Chapter 35
The rest of the cross-examination is a car crash in slow motion.
Matthew can’t bear to look; he can’t turn away.
Lion against gazelle, hunter against hunted – Sasha’s as stuffed as her cat Carbonel.
She was the one obsessed with the mini coffins that were found on Arthur’s Seat.
She’d even persuaded Eliza and Isobel to go to the Museum of Scotland to look at them.
She’d marked the map herself, she’d gone up there herself because she was overwhelmed by guilt because of what she’d done to Christian, herself.
She’d written the letter to her mother in order to try and frame Isobel and Eliza.
She’d jumped not because anyone had told her to, but through her own volition.
When the jury leave the courtroom for a coffee break, they’re all buzzing with it.
The advocate has flipped the narrative on its head – look at the twist here.
Clearly it’s all Sasha’s fault. Matthew watches them all fussing around, deciding not to remind them that only yesterday they were fully convinced of Isobel and Eliza’s guilt.
She’s put together a good defence on Eliza’s behalf, that’s for sure, but it’s Miss Brodie’s job to put forward Eliza’s case. However truthful that might be. Or not.
Miss Goodly is on her feet when they return to court. Isobel’s defence advocate has spoken so little that Matthew can’t actually remember what her voice sounds like, surprised again by the sound of it. She asks only a few questions.
‘Isobel took all the magical rituals very seriously, didn’t she?’
Sasha thinks for a moment. Nods. ‘She seemed to, yes.’
‘And there’s no question that you and she were in a conspiracy to fake any of the messages, were you?’
‘No. We weren’t. I never spoke to her about them. I just saw them happen.’
‘At no point did she say that it was her intention to harm Christian, or bully her, did she?’
‘No. She didn’t say it. Not in so many words.’
‘Any accusation you make against Isobel plotting against Christian is based on supposition and assumption, isn’t it? Not actual knowledge?’
‘She never discussed it with me, no. She spent a lot more time with Eliza,’ Sasha says.
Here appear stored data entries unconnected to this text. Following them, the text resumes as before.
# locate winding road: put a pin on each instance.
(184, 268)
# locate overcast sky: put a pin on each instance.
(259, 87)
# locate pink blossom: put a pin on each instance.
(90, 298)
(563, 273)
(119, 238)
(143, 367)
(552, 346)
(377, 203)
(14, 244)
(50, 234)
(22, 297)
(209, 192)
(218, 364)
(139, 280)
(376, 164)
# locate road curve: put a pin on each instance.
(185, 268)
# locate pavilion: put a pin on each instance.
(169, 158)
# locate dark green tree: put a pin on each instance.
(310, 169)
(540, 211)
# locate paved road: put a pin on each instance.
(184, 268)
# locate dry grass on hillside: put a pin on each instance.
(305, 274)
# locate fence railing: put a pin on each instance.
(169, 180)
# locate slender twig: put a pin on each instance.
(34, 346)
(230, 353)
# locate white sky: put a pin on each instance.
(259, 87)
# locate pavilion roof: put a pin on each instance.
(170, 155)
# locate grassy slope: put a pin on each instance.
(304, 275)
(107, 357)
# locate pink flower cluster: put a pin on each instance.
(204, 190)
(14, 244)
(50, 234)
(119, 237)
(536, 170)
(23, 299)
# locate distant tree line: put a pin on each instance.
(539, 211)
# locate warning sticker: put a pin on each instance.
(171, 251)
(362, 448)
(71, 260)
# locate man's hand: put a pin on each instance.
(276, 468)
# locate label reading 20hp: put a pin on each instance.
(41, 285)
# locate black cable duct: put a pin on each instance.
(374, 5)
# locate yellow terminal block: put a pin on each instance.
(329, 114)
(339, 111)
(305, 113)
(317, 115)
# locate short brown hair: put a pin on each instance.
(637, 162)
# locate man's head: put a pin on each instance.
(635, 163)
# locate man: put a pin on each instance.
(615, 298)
She’s looking confused, as if the narrative has taken an unexpected turn.
‘As far as you are aware, Isobel believed she had magical powers, didn’t she?’
‘Yes. Well, it’s definitely what she said.’
‘And while she may have misused magical powers on occasion when it came to hexing some people, as far as Christian was concerned, she was simply carrying out what she considered to be her duty insofar as she was passing on messages from the spirit world and doing what the Devil told her to do?’
Sasha looks thoroughly taken aback. Not as taken aback as Matthew feels, though.
‘I mean, I guess so. Yes.’
‘Let me take you back to the first time that you discussed magic with Isobel.’
Sasha nods.
‘She told you that she was a witch, didn’t she?’ Miss Goodly says.
A pause. Sasha turns something over and over in her pocket before smelling her fingers. A chill passes through Matthew.
‘She did.’
‘And what’s more, you believed her. Didn’t you?’
Sasha nods her head, once. Twice. ‘I did believe her. I still do. I don’t know about Eliza, but Isobel is a witch. I know it.’
The lights in the courtroom flicker, dim. Go off. In the midst of the commotion that follows Matthew can hear only one voice. A strange chant, a rhythm unfamiliar to him. The sound melodious, but utterly chilling.
‘I shall go into a hare,
With sorrow and sych and meickle care;
And I shall go in the Devil’s name,
Ay while I come home again.’
‘Watch out, Sasha, I’m coming!’
A scream. A thump from the direction of the witness box. The lights flicker back on to reveal that Sasha has fainted, slumped over the witness box.
And where Isobel was standing, only an empty space.
It takes so long for everyone in the courtroom to calm down that the judge orders everyone out. ‘That’s quite enough. I want you back in fifteen minutes, and I will expect there to be quiet in my courtroom.’
‘This trial is beginning to mess with my head,’ Dharam says when they’re back in the jury room.
‘Yeah, I actually thought for a moment she’d managed to transform herself,’ Jasmine says.
Russell laughs. ‘I was looking out for a hare, seeing if she’d jumped all the way to the door. Didn’t occur to me she’d just decided to go.’ There isn’t much humour in his voice though, the laugh more like a bark.
‘Thank God we’ve got tomorrow off,’ Neil says. ‘I think the judge has had enough too, whatever she’s saying about pressing engagements and unprecedented circumstances.’
Matthew can only agree. He’s totally shaken by the way that the day has ended.
Of course, it turned out that Isobel had just taken herself downstairs to the cells from the dock when the lights went out.
But the fact that she’s reduced fifteen adults to the state that they were prepared to entertain the slightest possibility that the girl had transformed herself magically into an animal .
. . as Neil says, thank God they don’t have to come in tomorrow.
There’s only one answer for this week. Obliteration.
Matthew knows exactly how to find it.